Technically there were no bottles recycled this month due to the coronavirus pandemic. These times call for unconventional measures. So this report will be a little unconventional. Forty-four days into quarantine and time feels like it has slipped away from our grasps. It's hard to believe that less than two months ago, we hoped and we prayed for the next three day weekend to finally come. And one day, it just hit us, a sudden disturbance to the monotony of our daily routine. We sat down and gave it a try, and for a brief moment, we believed that it might have been for the better. But, as each day of nine to five Netflix and a million' bored in the house' Tik Tok's passes, hours pass slowly and excruciatingly. From living in a world of never-ending hustle, we were left with so much time on our hands that it's overwhelming. Now removed from the only job, the only routine and the only life we have ever known, it is difficult to recover our lost sense of productivity and purpose. When you first think of spending hours upon hours sticking a bunch of plastic bottles into a machine with the efficiency of a medieval torture device, enjoyable is not the first word that comes to mind. But the minute you realize you cannot continue anymore, it becomes clear that every single bottle put into that machine, even that one bottle that you have to insert thousands and thousands of times over until the machine finally accepts it, has purpose. Every single minute spent in that small recycling station has immense purpose. You begin to realize that a teacher, a parent, a longing student, are all relying on you to put that one bottle into the machine. Without being able to recycle, it was difficult to feel a sense of purpose. Everything needed to come to a halt, and it was not something that we could control. But as humans, we could not just sit down and wait for the water to simmer. Project Ripples needed a sense of purpose again.
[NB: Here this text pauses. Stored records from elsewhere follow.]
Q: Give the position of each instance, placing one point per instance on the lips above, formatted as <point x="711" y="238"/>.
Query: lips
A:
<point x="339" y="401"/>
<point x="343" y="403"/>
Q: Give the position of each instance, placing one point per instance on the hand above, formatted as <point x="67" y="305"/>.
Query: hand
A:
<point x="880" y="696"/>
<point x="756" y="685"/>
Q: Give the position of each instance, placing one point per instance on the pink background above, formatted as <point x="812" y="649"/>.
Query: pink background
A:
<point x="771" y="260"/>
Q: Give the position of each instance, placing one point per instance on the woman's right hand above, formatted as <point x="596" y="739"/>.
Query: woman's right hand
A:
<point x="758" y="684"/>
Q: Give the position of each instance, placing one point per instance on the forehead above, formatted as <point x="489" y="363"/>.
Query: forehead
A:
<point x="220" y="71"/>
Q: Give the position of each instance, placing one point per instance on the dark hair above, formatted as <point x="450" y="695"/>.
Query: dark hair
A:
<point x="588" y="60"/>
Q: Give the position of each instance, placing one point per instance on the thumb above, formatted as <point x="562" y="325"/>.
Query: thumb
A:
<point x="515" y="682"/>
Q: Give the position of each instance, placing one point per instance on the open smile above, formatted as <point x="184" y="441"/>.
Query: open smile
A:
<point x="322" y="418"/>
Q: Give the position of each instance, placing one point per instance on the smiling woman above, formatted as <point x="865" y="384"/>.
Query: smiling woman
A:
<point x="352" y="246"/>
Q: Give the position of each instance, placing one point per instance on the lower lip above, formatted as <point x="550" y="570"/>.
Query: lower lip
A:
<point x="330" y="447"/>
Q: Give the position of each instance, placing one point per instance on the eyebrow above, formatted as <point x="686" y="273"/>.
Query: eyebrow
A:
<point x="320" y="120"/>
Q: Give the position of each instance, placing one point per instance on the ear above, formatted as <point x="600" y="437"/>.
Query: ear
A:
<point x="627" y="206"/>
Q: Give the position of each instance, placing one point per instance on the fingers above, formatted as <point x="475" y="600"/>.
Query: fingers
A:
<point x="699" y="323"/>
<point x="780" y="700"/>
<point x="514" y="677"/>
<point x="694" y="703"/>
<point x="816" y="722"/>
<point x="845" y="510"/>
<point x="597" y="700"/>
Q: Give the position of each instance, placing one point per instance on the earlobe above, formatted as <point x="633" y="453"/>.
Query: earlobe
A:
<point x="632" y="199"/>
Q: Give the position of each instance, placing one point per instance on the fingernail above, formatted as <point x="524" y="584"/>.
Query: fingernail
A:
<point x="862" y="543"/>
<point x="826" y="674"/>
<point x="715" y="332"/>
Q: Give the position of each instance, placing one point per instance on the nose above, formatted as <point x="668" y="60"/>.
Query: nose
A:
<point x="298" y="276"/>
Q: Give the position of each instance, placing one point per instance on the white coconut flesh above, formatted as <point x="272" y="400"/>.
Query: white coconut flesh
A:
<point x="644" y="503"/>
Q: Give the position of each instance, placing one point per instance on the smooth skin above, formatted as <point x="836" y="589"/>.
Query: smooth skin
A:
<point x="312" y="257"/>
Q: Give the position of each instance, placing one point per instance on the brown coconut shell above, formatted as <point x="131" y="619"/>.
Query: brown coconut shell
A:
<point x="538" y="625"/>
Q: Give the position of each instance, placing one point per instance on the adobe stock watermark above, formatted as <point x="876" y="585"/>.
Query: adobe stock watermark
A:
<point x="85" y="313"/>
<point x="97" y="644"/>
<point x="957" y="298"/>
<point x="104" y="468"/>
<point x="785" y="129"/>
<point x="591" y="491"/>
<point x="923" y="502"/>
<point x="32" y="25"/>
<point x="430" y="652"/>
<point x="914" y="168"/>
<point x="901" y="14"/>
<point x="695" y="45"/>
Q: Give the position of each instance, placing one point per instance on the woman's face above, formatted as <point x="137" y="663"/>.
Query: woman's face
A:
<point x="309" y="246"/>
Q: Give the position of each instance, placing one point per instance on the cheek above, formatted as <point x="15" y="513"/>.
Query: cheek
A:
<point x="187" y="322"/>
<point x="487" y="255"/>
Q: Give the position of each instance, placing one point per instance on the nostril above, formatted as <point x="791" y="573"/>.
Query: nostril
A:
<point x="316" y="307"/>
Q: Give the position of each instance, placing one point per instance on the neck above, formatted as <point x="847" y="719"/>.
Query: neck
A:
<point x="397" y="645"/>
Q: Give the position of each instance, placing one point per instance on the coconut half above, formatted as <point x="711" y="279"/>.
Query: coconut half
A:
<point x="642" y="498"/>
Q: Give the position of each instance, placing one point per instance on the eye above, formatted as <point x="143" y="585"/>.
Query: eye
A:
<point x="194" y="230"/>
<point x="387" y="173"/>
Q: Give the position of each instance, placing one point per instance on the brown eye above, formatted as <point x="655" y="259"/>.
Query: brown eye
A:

A big thank you to Justin Li and Emma Sy for lending us a helping hand. You really kept the ball rolling!
Instead of finding ways to change lives from a global perspective, we began to change lives right here at home. We started a local grocery delivery service for the elderly, most susceptible to the virus. Our old friends and our new ones, paper bags in hand, joined in the effort of bettering the lives of others. Over the weeks, we answered call after call, delivery after delivery, searching for purpose. In a matter of weeks, we were receiving calls from all over the community. And at those times where it became more than a one-person task, there were always friends willing to help achieve the Project Ripples vision. But the one big thing that we could take away from this experience is that we didn't need bottles to have a purpose. Being able to alleviate binding burdens by doing the simple task of grocery shopping; that is purpose. The feelings of importance that people received from knowing that someone cared; that is purpose. Even having the brief conversations over the phone with someone who just needed somebody to talk to; that is purpose. The truth of the matter is that finding personal purpose does not lie within what we think we can do for ourselves. Finding personal purpose does not even start when we think of ourselves only. Finding personal purpose is only achieved when you are able to give others the ever so treasured feeling of purpose. Thank you, everyone, for giving Project Ripples a sense of purpose.